Franck-Condon tuning of optical cycling centers by organic functionalization
Claire E. Dickerson, Han Guo, Ashley J. Shin, Benjamin L. Augenbraun,, Justin R. Caram, Wesley C. Campbell, Anastassia N. Alexandrova

TL;DR
This paper explores how organic functionalization of alkaline earth phenoxides can optimize optical cycling transitions for quantum applications, showing that chemical modifications can reduce cycle leakage and enhance laser cooling potential.
Contribution
It introduces a theoretical approach to tuning optical cycling centers in organic compounds via chemical functionalization, expanding atomic techniques to organic molecules.
Findings
Low optical cycle leakage in phenoxides and derivatives
Chemical substitution enhances electron withdrawing effects
Functionalization improves suitability for laser cooling and quantum measurement
Abstract
Laser induced electronic excitations that spontaneously emit photons and decay directly to the initial ground state ("optical cycling transitions") are used in quantum information and precision measurement for state initialization and readout.

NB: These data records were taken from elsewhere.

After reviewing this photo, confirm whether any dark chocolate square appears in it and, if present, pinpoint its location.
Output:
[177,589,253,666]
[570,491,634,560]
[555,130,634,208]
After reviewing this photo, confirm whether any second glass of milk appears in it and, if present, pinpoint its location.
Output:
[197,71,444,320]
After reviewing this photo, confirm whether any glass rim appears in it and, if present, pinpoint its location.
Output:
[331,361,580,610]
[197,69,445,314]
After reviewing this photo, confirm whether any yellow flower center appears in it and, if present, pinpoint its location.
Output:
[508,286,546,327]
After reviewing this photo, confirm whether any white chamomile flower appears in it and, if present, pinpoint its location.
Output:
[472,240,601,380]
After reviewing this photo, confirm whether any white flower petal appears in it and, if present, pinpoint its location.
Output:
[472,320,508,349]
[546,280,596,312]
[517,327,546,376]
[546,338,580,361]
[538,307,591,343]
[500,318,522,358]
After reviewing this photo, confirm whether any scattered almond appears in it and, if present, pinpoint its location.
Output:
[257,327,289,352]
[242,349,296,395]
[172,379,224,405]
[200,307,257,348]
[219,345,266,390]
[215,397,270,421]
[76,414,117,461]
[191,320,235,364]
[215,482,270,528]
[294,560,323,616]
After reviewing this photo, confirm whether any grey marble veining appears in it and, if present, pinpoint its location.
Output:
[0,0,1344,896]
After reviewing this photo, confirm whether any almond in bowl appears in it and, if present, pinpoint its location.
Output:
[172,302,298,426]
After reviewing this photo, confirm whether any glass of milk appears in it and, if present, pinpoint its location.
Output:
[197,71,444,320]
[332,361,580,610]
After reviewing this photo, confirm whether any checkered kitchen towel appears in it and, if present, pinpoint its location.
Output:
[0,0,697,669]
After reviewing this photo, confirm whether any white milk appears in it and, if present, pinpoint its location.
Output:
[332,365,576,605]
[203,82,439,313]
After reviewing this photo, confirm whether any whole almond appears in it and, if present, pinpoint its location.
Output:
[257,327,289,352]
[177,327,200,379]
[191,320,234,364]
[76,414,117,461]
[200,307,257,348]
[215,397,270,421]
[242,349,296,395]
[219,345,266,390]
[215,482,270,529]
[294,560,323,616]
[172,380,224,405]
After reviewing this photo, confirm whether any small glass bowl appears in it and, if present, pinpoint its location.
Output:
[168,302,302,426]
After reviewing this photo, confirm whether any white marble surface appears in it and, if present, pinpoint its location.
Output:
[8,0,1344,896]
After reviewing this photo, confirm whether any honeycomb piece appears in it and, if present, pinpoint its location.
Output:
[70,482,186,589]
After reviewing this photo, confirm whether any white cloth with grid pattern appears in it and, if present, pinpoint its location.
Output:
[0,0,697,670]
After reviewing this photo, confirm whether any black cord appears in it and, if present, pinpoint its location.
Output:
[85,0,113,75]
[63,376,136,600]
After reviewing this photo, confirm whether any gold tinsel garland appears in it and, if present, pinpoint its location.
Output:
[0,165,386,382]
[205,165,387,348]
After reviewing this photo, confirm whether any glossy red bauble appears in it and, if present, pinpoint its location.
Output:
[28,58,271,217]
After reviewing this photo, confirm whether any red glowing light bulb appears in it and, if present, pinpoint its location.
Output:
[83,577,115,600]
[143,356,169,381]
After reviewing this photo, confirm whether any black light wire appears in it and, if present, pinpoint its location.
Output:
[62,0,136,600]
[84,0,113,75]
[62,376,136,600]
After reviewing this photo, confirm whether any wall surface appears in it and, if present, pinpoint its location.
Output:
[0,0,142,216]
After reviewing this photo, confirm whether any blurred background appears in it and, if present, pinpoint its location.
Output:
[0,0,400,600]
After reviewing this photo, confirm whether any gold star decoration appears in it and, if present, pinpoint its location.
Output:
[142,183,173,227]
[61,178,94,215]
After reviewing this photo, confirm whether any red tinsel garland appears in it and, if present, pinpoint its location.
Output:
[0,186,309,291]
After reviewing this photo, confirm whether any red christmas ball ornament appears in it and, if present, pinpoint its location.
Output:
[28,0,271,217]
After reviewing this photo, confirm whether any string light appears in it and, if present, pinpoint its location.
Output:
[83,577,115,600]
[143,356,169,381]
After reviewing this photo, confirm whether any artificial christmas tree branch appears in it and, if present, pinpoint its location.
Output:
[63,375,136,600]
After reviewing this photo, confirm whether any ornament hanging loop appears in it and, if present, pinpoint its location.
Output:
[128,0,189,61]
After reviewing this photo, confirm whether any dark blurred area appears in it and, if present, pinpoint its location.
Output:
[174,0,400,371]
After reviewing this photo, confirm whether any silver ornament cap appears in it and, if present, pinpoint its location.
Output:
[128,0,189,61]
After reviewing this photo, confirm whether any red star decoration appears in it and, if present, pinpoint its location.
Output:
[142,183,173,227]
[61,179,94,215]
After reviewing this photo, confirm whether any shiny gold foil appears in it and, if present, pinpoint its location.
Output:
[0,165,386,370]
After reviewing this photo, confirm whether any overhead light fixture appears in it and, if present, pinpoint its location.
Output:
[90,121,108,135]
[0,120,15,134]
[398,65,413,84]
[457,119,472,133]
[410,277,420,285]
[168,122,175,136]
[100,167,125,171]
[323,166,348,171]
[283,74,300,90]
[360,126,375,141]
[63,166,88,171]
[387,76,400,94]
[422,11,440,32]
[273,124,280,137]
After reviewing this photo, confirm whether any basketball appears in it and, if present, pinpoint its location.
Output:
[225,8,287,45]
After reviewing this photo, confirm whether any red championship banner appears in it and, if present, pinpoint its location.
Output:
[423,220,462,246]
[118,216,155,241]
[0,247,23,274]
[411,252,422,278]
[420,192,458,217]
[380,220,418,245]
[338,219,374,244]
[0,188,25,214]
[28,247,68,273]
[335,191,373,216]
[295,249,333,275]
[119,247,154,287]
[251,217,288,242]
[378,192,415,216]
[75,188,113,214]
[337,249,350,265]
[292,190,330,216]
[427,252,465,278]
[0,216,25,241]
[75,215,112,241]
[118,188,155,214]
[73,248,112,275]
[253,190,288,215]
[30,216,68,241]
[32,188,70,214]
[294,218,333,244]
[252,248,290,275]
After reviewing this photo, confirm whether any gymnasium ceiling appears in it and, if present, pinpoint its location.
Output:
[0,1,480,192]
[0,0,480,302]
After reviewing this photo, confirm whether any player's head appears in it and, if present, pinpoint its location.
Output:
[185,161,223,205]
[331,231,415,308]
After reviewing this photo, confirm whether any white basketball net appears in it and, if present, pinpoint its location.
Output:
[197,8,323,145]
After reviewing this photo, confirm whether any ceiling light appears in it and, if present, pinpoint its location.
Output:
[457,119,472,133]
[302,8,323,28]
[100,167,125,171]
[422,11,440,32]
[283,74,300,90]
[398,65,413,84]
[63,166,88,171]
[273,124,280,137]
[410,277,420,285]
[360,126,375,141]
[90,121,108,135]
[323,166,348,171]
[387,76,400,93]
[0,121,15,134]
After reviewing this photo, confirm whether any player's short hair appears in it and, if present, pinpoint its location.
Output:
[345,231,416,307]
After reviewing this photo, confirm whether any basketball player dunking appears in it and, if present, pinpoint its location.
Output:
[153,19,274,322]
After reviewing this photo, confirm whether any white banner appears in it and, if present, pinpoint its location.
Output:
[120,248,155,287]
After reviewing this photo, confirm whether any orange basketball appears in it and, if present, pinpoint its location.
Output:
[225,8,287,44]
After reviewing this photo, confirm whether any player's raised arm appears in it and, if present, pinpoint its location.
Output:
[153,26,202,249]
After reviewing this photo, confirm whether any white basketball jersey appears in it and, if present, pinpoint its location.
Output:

To extend this primarily atomic technique to organic compounds, we theoretically investigate optical cycling of alkaline earth phenoxides and their functionalized derivatives. We find that optical cycle leakage due to wavefunction mismatch is low in these species, and can be further suppressed by using chemical substitution to boost the electron withdrawing strength of the aromatic molecular ligand through resonance and induction effects. This provides a straightforward way to use chemical functional groups to construct optical cycling moieties for laser cooling, state preparation, and quantum measurement.